Officials eventually agreed to lower the assessed value of their Sawmills School Road home by $5,800 to $84,700, but that was still about an 8 percent increase from its previous assessed value of $78,200.
Complaints like the Bowmans' are not unusual after a countywide property revaluation, when the tax office adjusts the assessment on each property, especially when it has been eight years since the last one, as is the case in Caldwell County.
“I’m just confused,” said Becky McRary, who owns two properties in Sawmills, including a less-than-one-acre undeveloped lot that she said had a "tremendous" increase in its assessed value.
McRary filed one of the 3,700 appeals that county tax officials received. That number is significantly down from the some 4,800 appeals filed after the previous revaluation, in 2005.
This revaluation resulted in a countywide average 5 percent increase on real estate. Values are influenced by a range of factors, from a property's size and location to even the number of trees on the premises.
But Eddie Bowman, a retired part-time real estate broker, said he remains somewhat bewildered by what he insists is a disparity in the value between certain properties whose deeds he has scrutinized over the past three months, and he took his argument to the Caldwell County Board of Commissioners on Monday night.
Citing a cluster of properties where the values vary by tens of thousands of dollars, he told the commissioners, “When you see these types of increases, that tells you there’s a problem.”

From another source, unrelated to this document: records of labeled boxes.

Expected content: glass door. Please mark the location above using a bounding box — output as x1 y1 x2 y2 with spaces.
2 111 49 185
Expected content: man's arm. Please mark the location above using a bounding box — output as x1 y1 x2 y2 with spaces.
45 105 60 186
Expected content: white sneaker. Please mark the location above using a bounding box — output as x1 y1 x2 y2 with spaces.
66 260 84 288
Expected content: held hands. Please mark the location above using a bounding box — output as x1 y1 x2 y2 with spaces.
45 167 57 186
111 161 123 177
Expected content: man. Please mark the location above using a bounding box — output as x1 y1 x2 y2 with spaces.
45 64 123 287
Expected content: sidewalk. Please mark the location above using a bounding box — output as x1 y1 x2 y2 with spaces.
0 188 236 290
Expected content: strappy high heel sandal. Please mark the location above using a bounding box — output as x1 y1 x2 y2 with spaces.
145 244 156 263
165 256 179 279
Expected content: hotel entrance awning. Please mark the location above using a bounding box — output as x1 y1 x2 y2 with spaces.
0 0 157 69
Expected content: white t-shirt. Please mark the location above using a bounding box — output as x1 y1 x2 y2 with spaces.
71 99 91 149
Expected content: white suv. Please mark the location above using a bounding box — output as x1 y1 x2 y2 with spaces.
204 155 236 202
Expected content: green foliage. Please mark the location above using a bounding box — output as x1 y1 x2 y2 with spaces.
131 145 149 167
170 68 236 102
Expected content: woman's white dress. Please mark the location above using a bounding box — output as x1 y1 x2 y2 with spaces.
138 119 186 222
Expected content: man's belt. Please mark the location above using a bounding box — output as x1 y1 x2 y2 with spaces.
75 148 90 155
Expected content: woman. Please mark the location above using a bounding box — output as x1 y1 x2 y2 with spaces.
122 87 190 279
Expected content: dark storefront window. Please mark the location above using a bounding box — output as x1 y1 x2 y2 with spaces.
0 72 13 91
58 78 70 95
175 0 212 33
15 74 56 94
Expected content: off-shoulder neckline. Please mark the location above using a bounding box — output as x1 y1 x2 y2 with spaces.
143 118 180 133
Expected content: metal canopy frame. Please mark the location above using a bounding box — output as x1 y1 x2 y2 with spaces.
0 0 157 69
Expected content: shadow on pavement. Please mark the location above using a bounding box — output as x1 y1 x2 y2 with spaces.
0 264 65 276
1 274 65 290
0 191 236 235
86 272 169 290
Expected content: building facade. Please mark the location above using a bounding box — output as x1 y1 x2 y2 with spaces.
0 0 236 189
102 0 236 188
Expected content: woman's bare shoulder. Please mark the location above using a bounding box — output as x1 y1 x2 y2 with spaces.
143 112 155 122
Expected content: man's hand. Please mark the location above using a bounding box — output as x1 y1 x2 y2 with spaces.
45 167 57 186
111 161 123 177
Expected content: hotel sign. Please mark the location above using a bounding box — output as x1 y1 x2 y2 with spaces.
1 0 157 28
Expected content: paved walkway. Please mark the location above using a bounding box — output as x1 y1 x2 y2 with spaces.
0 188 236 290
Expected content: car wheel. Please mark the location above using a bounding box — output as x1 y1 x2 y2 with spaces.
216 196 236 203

But county officials says the assessments reflect the market.
“Markets change,” county tax administrator Monty Woods said in an interview, citing increases and decreases of up to 30 percent among various properties across the county. And “we don’t have the option of changing the value every six months or a year,” unlike larger counties including Mecklenburg and Wake, which may update appraisals every year.

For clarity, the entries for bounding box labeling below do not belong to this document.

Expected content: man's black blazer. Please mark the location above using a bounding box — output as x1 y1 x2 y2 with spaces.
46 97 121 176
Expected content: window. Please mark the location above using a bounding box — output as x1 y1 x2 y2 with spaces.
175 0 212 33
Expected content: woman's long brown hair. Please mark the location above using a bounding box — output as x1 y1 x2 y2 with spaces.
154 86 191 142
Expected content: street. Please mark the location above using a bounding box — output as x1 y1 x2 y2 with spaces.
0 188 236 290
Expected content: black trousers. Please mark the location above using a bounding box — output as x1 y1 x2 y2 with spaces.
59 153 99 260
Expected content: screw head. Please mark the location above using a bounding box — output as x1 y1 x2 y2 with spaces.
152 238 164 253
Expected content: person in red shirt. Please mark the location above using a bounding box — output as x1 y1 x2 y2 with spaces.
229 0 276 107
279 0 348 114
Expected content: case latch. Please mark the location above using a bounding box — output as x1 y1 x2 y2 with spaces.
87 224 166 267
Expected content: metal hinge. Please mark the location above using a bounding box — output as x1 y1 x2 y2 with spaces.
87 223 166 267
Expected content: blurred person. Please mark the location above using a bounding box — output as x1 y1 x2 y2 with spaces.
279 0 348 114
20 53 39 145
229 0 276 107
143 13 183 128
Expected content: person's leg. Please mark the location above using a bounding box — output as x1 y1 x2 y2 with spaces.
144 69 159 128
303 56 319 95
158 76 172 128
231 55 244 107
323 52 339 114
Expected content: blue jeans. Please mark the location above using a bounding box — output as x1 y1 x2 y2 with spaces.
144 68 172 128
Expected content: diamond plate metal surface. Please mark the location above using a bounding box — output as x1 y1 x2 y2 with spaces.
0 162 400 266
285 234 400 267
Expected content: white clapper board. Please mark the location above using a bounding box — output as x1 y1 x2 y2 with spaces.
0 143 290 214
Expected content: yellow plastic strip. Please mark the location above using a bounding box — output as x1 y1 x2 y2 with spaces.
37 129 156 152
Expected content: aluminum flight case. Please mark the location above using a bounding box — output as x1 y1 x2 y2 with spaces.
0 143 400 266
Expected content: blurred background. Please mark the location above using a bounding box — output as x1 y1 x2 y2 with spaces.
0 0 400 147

Such fluctuations are seen everywhere, Woods reiterated, though he acknowledged changes to property values within close proximity usually are comparable.
“Your land should be similar to your neighbor’s land,” he said.
Bowman noted that the assessed value of his sister’s property, which he can see from his home, increased by about 33 percent, from $101,400 to $134,000, while a property about a quarter of a mile away decreased by $100.
That “makes me wonder,” he said, thumbing through a stack of property records showing readjustments of thousands of dollars, which he said were “too common.”
Bowman said the commissioners should consider reducing the length of time between appraisals.
“If you’re waiting eight years and you hit people with a 15, 25, 35 percent increase, that’s gonna’ hurt,” he said.